Pero un jueves de octubre, ocurrió algo terrible. Leo estuvo inquieto todo el día: las orejas le temblaban, aullaba cerca de la ventana. Ese día el pueblo estaba agitado: cerca, en un huerto abandonado, una manada de perros callejeros se había reunido. Luego, Gregorio supo que les había atraído el celo de una perra. Leo se agitó junto a la puerta, gimiendo como si algo lo llamara afuera.
—Tranquilo, compañero —dijo suavemente el anciano, tomando la correa—. Salimos después de comer.
Pero la inquietud de Leo solo aumentó. Cuando Gregorio lo dejó salir al patio cerrado, como hacía siempre, el perro se dirigió al rincón más alejado, pendiente del ladrido distante. El anciano entró a preparar la cena, pero quince minutos después, al llamar a Leo, no obtuvo respuesta. El portón estaba entreabierto, en el buzón había una carta. Pero el perro no estaba. ¿Habría olvidado el cartero cerrar? La angustia oprimió el pecho de Gregorio. Lo llamó con voz rota, recorriendo el jardín, pero había desaparecido.
Las horas se convirtieron en días. Apenas comía ni dormía. Permanecía en el porche, sosteniendo el collar de Leo. Las noches se hicieron insoportables —el silencio al que se había acostumbrado ahora desgarraba su alma— y el tic-tac del viejo reloj golpeaba sus nervios. Cuando el vecino, Juan, llegó con la noticia de un perro atropellado en la carretera, las piernas de Gregorio flaquearon. Su corazón se hizo añicos. Al descubrir que no era Leo, suspiró aliviado, pero sintió culpa al instante. Dio sepultura a aquel perro, murmurando una oración, no podía dejarlo sin despedida.

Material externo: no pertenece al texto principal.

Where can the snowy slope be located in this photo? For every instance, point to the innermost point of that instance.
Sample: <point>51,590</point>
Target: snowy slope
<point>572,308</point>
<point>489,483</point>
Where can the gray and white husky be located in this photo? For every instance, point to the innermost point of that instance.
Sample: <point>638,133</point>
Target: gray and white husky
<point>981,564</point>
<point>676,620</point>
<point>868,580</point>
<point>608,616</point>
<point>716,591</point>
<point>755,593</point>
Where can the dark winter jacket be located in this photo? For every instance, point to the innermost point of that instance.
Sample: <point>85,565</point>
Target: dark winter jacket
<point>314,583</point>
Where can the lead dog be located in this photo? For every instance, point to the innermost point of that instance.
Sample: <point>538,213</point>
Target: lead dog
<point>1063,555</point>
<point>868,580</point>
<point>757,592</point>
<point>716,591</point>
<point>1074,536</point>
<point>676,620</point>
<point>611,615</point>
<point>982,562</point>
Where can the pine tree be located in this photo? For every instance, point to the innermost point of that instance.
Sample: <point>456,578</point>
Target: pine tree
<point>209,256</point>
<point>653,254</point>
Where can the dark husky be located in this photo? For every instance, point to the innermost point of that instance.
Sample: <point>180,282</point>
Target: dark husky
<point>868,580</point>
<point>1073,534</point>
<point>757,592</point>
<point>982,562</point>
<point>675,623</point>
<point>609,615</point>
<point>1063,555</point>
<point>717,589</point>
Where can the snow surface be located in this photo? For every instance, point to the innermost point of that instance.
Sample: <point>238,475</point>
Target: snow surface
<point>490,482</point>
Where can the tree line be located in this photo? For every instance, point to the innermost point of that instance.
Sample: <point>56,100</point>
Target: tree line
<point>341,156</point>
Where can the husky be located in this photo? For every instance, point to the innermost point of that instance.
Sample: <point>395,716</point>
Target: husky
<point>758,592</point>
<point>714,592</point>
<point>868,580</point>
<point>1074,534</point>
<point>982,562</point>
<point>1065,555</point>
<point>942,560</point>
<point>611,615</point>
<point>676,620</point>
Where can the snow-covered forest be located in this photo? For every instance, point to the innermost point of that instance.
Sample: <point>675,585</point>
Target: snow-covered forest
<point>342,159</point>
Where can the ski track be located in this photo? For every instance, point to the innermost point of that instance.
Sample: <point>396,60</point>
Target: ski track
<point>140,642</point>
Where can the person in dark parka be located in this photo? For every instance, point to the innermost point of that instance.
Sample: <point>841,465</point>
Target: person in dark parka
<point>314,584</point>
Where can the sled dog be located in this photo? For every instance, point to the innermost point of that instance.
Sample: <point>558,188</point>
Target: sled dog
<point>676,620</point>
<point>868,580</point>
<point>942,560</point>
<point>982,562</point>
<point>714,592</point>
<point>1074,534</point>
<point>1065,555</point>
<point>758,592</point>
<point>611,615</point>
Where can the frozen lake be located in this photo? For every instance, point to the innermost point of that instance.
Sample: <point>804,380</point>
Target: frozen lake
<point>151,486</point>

Dos semanas de esperanza se desvanecieron. El dolor en sus articulaciones se intensificó, quizás por las búsquedas, quizás por la soledad que había vuelto. De repente, el silencio fue roto por el timbre del teléfono.
—Don Gregorio, soy el guardia Sergio —la voz temblaba de emoción—. No estoy de servicio, pero caminaba cerca del bosque por el viejo molino. Se oye un ladrido desde un pozo abandonado. Creo que es su perro. Venga rápido.
El anciano, temblando, agarró su bastón y fue corriendo a la casa de Juan, suplicándole que lo llevara. En el pozo, Sergio los esperaba con cuerdas y linternas.
—Está ahí —dijo. Al iluminarlo, vi la estrella blanca en su pecho.
—¡Leo! —gritó Gregorio, con la voz quebrada—. Hijo, ¿me oyes? ¡Respóndeme!
Desde el fondo, el ladrido familiar respondió. Una hora después llegaron los rescatistas. Uno bajó y pronto la multitud aplaudió de alegría. Sacaron a Leo —cubierto de suciedad, demacrado, pero vivo. Tan pronto lo soltaron, se lanzó hacia Gregorio, derribándolo.
—Chico mío —lloró el anciano, aferrándose a su pelaje—, me has dado un susto de muerte…
La gente aplaudía alrededor, algunos se secaban las lágrimas. Una anciana de la casa vecina susurró:
—Durante dos semanas ha llamado al perro hasta quedarse sin voz. Esto es amor verdadero…
Sergio ayudó al anciano a levantarse.
—Vámonos a casa —dijo.
A la noche siguiente, la casa de Gregorio se llenó de voces. Preparó su conocido cocido madrileño mientras Leo merodeaba entre los invitados, volviendo siempre a los pies de su dueño. Más tarde, el anciano se sentó en su sillón y el perro se durmió a su lado. El viento murmuraba suavemente afuera.
—Ana siempre decía que la familia se encontraría sin importar los caminos que tomara el destino —murmuró Gregorio.
Leo movía el rabo en sueños, asintiendo. Esa noche ambos durmieron tranquilos, sabiendo que estarían juntos para siempre.